Photo by Jeanne Theismann.
Last weekend, members of the Old Dominion Boat Club staged an annual ritual that’s something of a cross between a tailgating party and Occupy Wall Street. Every year, members shut down a section of the Strand for several hours to make sure everybody knows that the land is officially Boat Club property. The yearly affirmation usually goes without much notice.
Not this year.
Since City Council members narrowly approved a controversial small-area plan to allow hotels on the waterfront and increase density at three sites slated for redevelopment, the land-use change has been cast into an every expanding legal web. City officials have been successful in fending off two challenges. The first was several months ago, when a Circuit Court judge dismissed a challenge to the notice of a Planning Commission hearing. Another victory came late last week, when two Old Town neighbors withdrew a challenge to Planning Director Faroll Hamer’s determination against accepting an appeal to her rejection of a protest petition the day of the public hearing on the waterfront plan.
“The city’s position is so strong that the plaintiffs are voluntarily dismissing it,” said City Attorney James Banks. “How can I not feel anything but good about that?”
THE COMING WEEKS and months will see a number of legal challenges working their way through the court system just as the campaign season heats up and voters select members of the next City Council. In early September, the Circuit Court will hear motions in a case brought by the Old Dominion Boat Club challenging the city’s decision to lease part of Wales Alley to a restaurant. It’s a case that’s already been through the Circuit Court and the Virginia Supreme Court, which remanded the case back to the lower court to determine whether or not the city has authority to deprive Old Dominion the right to use the public alley.
“Remanding this case to the Circuit Court without deciding that legal issue is a waste of judicial resources,” wrote Chief Judge Cynthia Kisner in a stinging dissent.
Meanwhile, opponents of the waterfront plan are trying to appeal a separate Circuit Court decision in the Virginia Supreme Court. Earlier this year, Circuit Court Judge Jim Clark dismissed a suit brought by a group of Old Town women who have come to be known as the “Iron Ladies.” Their lawyer tried to appeal Hamer’s ruling rejecting the protest petition in January, an effort that city leaders dismissed because they said City Hall was not “open for business” during a public hearing. Later this year, the Iron Ladies will get 10 minutes in Richmond before the justices to determine whether or not the high court wants to hear the case.
“There’s not a lot of case law out there on this issue,” said Roy Shannon, the attorney representing the Iron Ladies. “And the case law that’s out there isn’t necessarily all that clear cut.”

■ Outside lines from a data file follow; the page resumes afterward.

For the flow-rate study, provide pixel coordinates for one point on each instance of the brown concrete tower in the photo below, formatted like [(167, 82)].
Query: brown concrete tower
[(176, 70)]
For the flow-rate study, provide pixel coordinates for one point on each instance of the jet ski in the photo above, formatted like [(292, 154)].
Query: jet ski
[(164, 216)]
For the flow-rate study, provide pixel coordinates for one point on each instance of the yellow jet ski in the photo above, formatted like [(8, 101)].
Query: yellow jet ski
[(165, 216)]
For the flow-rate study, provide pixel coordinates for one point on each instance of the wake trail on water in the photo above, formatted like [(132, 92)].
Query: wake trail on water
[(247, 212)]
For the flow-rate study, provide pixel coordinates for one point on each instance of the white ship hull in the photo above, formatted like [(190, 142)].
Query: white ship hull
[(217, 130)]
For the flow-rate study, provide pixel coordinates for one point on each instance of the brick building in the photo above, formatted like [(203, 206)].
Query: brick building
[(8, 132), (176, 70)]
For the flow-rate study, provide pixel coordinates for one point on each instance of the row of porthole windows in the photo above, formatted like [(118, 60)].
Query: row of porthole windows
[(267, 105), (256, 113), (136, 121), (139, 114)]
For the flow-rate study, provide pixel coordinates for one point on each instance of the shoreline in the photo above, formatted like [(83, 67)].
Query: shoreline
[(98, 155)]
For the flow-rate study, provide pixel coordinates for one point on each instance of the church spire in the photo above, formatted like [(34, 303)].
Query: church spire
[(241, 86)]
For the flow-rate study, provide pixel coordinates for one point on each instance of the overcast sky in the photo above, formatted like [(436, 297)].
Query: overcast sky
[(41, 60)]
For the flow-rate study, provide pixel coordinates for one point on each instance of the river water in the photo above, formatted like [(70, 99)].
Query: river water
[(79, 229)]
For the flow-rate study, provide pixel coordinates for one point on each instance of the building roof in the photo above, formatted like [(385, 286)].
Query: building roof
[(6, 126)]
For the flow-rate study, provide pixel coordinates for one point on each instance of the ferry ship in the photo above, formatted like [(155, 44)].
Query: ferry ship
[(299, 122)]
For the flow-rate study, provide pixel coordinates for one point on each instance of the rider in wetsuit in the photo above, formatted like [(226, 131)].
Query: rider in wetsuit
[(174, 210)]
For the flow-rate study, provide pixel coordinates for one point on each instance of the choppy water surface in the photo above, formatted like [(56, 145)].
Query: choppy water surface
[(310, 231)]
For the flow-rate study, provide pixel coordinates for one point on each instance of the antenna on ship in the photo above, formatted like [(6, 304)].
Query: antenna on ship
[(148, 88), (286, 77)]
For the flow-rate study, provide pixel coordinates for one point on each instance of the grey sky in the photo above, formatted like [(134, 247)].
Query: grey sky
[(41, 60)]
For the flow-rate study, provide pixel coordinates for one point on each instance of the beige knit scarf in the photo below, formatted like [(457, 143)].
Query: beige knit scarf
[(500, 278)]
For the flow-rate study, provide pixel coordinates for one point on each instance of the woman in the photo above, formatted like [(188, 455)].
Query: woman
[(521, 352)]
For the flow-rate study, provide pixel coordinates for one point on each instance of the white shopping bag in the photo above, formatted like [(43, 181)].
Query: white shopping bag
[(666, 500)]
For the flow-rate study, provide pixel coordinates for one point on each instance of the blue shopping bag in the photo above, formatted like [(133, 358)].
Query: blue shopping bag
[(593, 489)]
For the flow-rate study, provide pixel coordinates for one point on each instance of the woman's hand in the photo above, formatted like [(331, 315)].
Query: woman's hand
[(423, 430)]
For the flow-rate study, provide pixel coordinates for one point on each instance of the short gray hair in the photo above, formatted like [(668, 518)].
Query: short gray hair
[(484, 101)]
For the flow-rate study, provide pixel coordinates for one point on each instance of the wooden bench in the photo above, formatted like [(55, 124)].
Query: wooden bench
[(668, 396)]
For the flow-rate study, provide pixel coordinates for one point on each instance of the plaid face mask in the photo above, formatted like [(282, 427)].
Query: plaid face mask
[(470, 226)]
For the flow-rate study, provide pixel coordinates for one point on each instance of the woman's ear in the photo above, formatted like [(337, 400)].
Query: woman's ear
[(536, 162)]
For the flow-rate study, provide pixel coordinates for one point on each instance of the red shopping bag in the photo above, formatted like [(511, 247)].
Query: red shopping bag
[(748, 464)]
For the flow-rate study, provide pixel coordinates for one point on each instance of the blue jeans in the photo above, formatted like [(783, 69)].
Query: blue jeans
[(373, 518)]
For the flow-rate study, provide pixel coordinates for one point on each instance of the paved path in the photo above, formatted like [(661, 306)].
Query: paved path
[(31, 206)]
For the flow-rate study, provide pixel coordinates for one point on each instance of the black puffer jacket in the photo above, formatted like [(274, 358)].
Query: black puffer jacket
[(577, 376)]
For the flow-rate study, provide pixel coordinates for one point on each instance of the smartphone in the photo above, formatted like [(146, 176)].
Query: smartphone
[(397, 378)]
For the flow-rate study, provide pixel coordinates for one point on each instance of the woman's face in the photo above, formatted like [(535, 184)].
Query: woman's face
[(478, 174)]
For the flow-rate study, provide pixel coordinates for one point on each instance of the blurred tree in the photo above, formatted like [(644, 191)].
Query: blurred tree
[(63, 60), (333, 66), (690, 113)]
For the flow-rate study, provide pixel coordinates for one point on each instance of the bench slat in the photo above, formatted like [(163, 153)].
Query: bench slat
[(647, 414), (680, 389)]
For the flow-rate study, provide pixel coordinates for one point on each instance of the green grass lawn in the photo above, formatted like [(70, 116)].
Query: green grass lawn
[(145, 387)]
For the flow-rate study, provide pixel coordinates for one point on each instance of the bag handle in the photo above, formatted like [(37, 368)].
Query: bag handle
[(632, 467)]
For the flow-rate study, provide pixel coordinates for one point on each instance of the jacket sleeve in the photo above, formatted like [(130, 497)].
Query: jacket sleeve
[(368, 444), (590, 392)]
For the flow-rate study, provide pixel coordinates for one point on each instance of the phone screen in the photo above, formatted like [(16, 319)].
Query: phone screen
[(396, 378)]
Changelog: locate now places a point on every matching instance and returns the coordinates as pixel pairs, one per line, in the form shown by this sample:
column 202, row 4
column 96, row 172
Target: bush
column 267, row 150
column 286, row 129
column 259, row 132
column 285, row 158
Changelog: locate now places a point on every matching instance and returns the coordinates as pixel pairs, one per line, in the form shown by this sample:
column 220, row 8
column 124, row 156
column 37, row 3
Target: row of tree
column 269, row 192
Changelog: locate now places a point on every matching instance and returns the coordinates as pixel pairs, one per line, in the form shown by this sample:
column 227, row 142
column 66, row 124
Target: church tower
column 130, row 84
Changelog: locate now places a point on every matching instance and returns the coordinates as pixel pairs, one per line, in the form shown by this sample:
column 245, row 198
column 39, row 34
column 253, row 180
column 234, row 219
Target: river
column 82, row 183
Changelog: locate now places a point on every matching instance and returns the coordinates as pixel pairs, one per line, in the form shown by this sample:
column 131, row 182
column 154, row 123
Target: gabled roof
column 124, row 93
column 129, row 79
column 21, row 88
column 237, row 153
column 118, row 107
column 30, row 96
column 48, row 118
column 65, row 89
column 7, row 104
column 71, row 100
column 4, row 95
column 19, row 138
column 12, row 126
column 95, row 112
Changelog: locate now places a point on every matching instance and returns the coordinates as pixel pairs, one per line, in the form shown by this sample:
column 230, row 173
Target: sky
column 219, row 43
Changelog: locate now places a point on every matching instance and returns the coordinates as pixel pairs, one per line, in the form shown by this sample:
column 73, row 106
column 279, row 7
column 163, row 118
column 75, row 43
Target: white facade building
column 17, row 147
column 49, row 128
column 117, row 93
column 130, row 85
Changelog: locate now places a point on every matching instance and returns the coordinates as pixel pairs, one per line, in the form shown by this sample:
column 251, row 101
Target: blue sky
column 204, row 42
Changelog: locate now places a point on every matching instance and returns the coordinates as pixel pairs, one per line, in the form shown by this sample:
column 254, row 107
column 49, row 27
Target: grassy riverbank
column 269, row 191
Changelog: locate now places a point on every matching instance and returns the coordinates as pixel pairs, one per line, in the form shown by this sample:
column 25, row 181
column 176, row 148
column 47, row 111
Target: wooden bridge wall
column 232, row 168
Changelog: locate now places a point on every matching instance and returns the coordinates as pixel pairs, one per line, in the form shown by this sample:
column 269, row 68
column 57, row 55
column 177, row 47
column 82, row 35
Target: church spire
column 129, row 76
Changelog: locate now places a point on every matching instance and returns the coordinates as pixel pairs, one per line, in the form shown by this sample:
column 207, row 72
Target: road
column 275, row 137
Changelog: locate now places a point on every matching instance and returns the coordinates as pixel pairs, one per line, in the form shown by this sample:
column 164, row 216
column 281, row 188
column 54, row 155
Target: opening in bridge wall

AS THE LEGAL process drags into next year, voters may have the power to make a final determination. Although the waterfront plan will not be on the ballot, candidates for the City Council have taken positions for and against the proposal. And because the trial date in the city’s appeal of the Board of Zoning Appeals is set for March, voters have an opportunity to change the composition of the council before the legal challenges have been fully resolved.
“I think that the November election will be a litmus test on whether Alexandrians are comfortable with the level of development that’s being pushed in various places around the city,” said Boyd Walker, one of the leading opponents of the plan. “What the city leaders are asking for us on the waterfront is to allow the development now and then wait 15 or 20 years for the amenities.”
Walker was one of a handful of candidates who opposed the waterfront plan during the hotly contested Democratic primary in June. Most of those candidates lost, although then-Del. Adam Ebbin (D-44) was able to beat one of the waterfront plan’s strongest supporters, Councilman Rob Krupicka, in a Democratic primary for the Virginia State Senate after speaking out against the proposal. That means that the November general election may end up being more important to the outcome of the waterfront plan that the web of lawsuits currently working their way through the court system.
“We can all play guestimates on who’s going to win,” said Dennis Auld, founder of Waterfront For All. “There’s a possibility that a supermajority for those who support the plan may not occur. I don’t know which way the election is going to go.”